Fri, Jul 01, 2016 - Page 16 News List

Taiwan’s Hsieh exits rainy Wimbledon

FEDERER DOWNS ‘CARTMAN’:The Swiss star with career earnings of nearly US$100m defeated Briton Marcus Willis, who had earned just US$200 this year before this match

By Dave Carroll  /  Staff reporter, with AFP, LONDON

Taiwan’s Hsieh Su-wei returns to Anastasia Pavlyuchenkova during their first-round Wimbledon match at the All England Lawn Tennis Club in London on Wednesday.

Photo: CNA

Taiwanese No. 1 Hsieh Su-wei lost her rain-affected first-round women’s singles match at Wimbledon on Wednesday, while Marcus Willis’ brief flirtation with fame was ended by Roger Federer and Novak Djokovic racked up an Open era record of 30 successive Grand Slam wins.
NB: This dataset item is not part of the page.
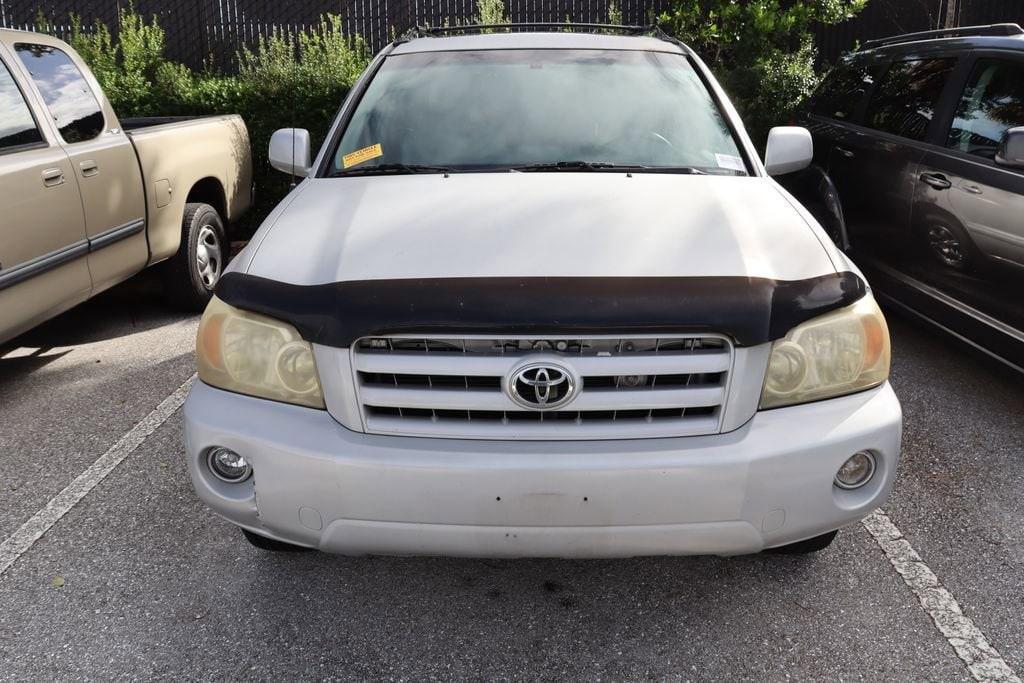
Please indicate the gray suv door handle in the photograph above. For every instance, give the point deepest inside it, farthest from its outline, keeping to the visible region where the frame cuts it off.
(936, 180)
(52, 177)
World No. 69 Hsieh, who has been complaining of fatigue after entering every possible tournament in the past two months in an effort to improve her ranking and earn a spot at next month’s Olympic Games in Rio de Janeiro, started the day on Court 5 at one-set all with 21st seed Anastasia Pavlyuchenkova after their first-round match was suspended due to rain on Tuesday evening.

However, the Russian broke the Taiwanese early and claimed a 3-1 lead before rain once again forced the players back into the changing rooms at the All England Lawn Tennis Club.

Upon their return, the Russian wasted no time completing a 7-5, 1-6, 6-1 victory in 1 hour, 47 minutes.

The world No. 23 saved 13 of 16 break points and converted four of nine, winning 88 of the 174 points contested to advance to a second-round meeting with Yulia Putintseva of Kazakhstan, who defeated Russia’s Marina Melnikova 7-5, 6-2.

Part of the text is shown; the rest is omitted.